Us­ing the for­eign RRP pro­gram al­lows the cen­tral bank to push yields on T-bills up­wards while en­cour­ag­ing big in­vestors to move out of cash and into the bill mar­ket, thereby lift­ing rates. It is lit­er­ally pulling rates up by their T-bill boot­straps, though much of the pro­gram re­mains a mys­tery. "The pric­ing of the for­eign RRP fa­cil­ity is a key piece of the puz­zle," says Pozsar. While the Fed pub­lishes the rate it pays on overnight bor­row­ings through RRPs with both do­mes­tic money funds and pri­mary dealer banks daily, the rate on the for­eign RRP fa­cil­ity "takes a bit of de­tec­tive work to find," he notes. Deep in the Fed's unau­dited quar­terly fi­nan­cial state­ments is where the pub­lished rate lies-thought not, in­trigu­ingly, in the cen­tral bank's au­dited an­nual state­ments. A glance at the below Credit Suisse chart, show­ing rates paid for do­mes­tic RRPs (the thick blue line and the thin or­ange line) and for­eign RRPs (the thick red line) re­veals some in­ter­est­ing trends. A regime shift oc­curred in 2015, with the for­eign rate eclips­ing both do­mes­tic rates, but that con­ceals a wide dis­per­sion of rates paid for dif­fer­ent bills, as shown in the se­cond chart.

"The New York Fed ap­pears to be pric­ing the for­eign RRP op­por­tunis­ti­cally," says Pozsar, thereby en­cour­ag­ing for­eign cen­tral banks to off­load cer­tain hold­ings of T-bills at cer­tain times. In­deed, rates paid for T-bills with one- and three­month du­ra­tions have been sub­stan­tially higher than the equiv­a­lent se­cu­ri­ties' yields to en­cour­age such a shift. As noted by Matt Boesler of Bloomberg News, ex­pan­sion of the for­eign RRP pool could also be a sign that large U.S. banks are telling for­eign cen­tral banks to take their ex­cess dol­lars else­where. In­deed, Pozsar notes in his pa­per that the de­posit out­flows widely ex­pected to come out of U.S. banks as a re­sult of the RRPs have ma­te­ri­al­ized faster than fore­cast and in the face of the smaller-than-ex­pected take-up of the do­mes­tic fa­cil­ity. Back to the for­eign RRP pro­gram it­self, chan­nelling Rickie Ric­cardo Pozsar writes that: "De­spite this very suc­cess­ful ex­per­i­ment, the New York Fed has some ex­plain­ing to do. First for a fa­cil­ity that ap­pears to be more mean­ing­ful than the overnight RRP fa­cil­ity-both in terms of the amount of re­serves it helped drain and the im­pact it has on short-term rates-it is a touch odd to us that the for­eign RRP fa­cil­ity has never been men­tioned in FOMC min­utes be­fore. That flies in the face of cen­tral bank trans­parency."

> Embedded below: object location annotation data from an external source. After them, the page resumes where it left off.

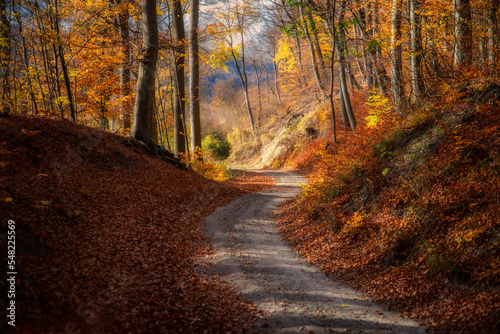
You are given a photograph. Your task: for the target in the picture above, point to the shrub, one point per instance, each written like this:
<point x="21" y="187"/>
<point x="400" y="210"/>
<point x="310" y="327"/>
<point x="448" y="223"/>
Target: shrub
<point x="217" y="146"/>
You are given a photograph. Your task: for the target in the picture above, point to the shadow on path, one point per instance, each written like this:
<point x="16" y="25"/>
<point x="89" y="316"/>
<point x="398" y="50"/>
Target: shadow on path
<point x="297" y="296"/>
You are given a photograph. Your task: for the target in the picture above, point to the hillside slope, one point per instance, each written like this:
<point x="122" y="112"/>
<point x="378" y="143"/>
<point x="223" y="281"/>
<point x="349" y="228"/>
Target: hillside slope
<point x="409" y="210"/>
<point x="106" y="234"/>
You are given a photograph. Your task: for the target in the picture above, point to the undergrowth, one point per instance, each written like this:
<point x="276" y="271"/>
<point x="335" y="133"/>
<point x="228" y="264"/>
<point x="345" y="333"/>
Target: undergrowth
<point x="418" y="194"/>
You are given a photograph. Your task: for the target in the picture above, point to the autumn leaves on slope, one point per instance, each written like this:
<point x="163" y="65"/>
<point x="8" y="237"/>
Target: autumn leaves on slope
<point x="408" y="210"/>
<point x="106" y="235"/>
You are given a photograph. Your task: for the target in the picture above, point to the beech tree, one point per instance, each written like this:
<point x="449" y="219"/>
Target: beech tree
<point x="194" y="78"/>
<point x="179" y="90"/>
<point x="463" y="33"/>
<point x="143" y="124"/>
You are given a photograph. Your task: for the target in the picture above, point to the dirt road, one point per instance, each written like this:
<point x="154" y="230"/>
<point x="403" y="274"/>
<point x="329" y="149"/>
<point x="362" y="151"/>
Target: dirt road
<point x="297" y="296"/>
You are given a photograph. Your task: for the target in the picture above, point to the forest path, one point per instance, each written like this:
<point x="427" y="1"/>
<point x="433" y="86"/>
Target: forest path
<point x="296" y="296"/>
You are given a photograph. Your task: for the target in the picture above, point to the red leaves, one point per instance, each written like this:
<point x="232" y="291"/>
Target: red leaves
<point x="108" y="236"/>
<point x="429" y="234"/>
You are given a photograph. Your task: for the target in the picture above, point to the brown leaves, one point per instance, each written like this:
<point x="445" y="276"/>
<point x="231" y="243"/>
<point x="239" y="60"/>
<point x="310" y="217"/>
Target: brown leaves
<point x="108" y="236"/>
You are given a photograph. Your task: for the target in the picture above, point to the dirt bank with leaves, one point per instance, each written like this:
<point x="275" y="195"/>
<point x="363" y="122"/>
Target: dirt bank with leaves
<point x="409" y="210"/>
<point x="107" y="234"/>
<point x="294" y="296"/>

"Se­cond, given that the for­eign RRP rate has such a great in­flu­ence on bill yields and is an ef­fec­tive tool to man­age the sup­ply of bills avail­able for cash pools, its pric­ing should be more trans­par­ent and avail­able at a higher fre­quency. Dis­cuss." In­deed, the machi­na­tions of for­eign cen­tral banks when it comes to their port­fo­lios of T-bills is no small mat­ter and stands in stark con­tras to pre­vi­ous ex­pec­ta­tions that the do­mes­tic RRPs would prove a huge boon to money mar­ket funds, who would en­joy an in­flux of in­vestors search­ing for higher rates of re­turn with the added bonus of re­serve ac­counts held at the Fed. In­stead, thanks to a freed-up sup­ply of T-bills, buy-side in­vestors now have the op­tion of in­vest­ing in money funds or run­ning their bill port­fo­lios them­selves.